Forevercurious · 26/08/2020 20:59

@dwiz8
I agree that usually mothers and fathers have equal importance IF they both have an equal relationship / do equal parenting. In this case the father hasn’t been around very often to form a close bond with the baby, so yes the mother has greater importance and gets to say no he cannot have their baby overnight for that long!

Contact should be in the babies best interests and being away from their primary carer for multiple nights could be detrimental.

PlanDeRaccordement · 26/08/2020 20:59

Well, I think YABU caring for a baby isn’t rocket science and I left my 6 mo old with her father for 6 WEEKS due to a work trip. So, to me 5 days is an eyeblink.
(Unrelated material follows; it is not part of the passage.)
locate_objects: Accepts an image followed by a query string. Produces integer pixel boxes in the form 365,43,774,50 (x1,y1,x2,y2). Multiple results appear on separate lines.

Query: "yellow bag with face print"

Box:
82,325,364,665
(This is assuming you haven’t drip fed some horrorible abuse story on the threat since your OP. )

MsWonderful · 26/08/2020 21:00

It’s not a case of what’s fair to the dad, op, it’s what’s best for your son. And it will be extremely distressing for him to be away from you for 5 days. He hardly knows his dad, let’s be honest. Just tell him no and don’t let him make you feel guilty.

ChloeCC · 26/08/2020 21:00

Do not allow this. Five months is very young. Your baby will need his primary career in that time - you. And, arguably, you'll need him too. Mums and babies are still very attached at this age. My partner took my 8-month-old to visit his mum alone for the first time today. They were gone four hours. It was long enough for me.

MrsOldma · 26/08/2020 21:00

@Sellingsunsets20 what you’ve suggested sounds fair and reasonable. It’s not a case of being fair or unfair to him it’s what’s best for your baby and at that age being away from you isn’t it! If they had a closer relationship then maybe but that’s not your fault

PlanDeRaccordement · 26/08/2020 21:02

If you don’t cut the umbilical cord now, you’ll be on here in two years time complaining that your Ex never has the DC and you are losing your mind having a toddler 24/7.

PicsInRed · 26/08/2020 21:03

If it was a 5 month old baby who'd barely seen its mother since birth and been raised entirely by the primary parent father, the answer would be exactly the same to an almost perfect stranger NRP whisking baby off for 5 days.

NO.

SoupDragon · 26/08/2020 21:03

@PlanDeRaccordement

If you don’t cut the umbilical cord now, you’ll be on here in two years time complaining that your Ex never has the DC and you are losing your mind having a toddler 24/7.
Don't be ridiculous.
Sayitagainwhydontyou · 26/08/2020 21:04

All this stuff about a 5m old baby needing to be with it's primary carer is absolutely batshit tbh. I left all of mine for 5-9 days before they were 4 months (and they're all breastfed!!), all with my mum who'd never had them overnight before, they were all absolutely fine, happy as larry and grew up undamaged.

Babies just need to be fed, warm, safe, clean and cuddled. Doesn't matter if it's mum, dad or the lady from the shop.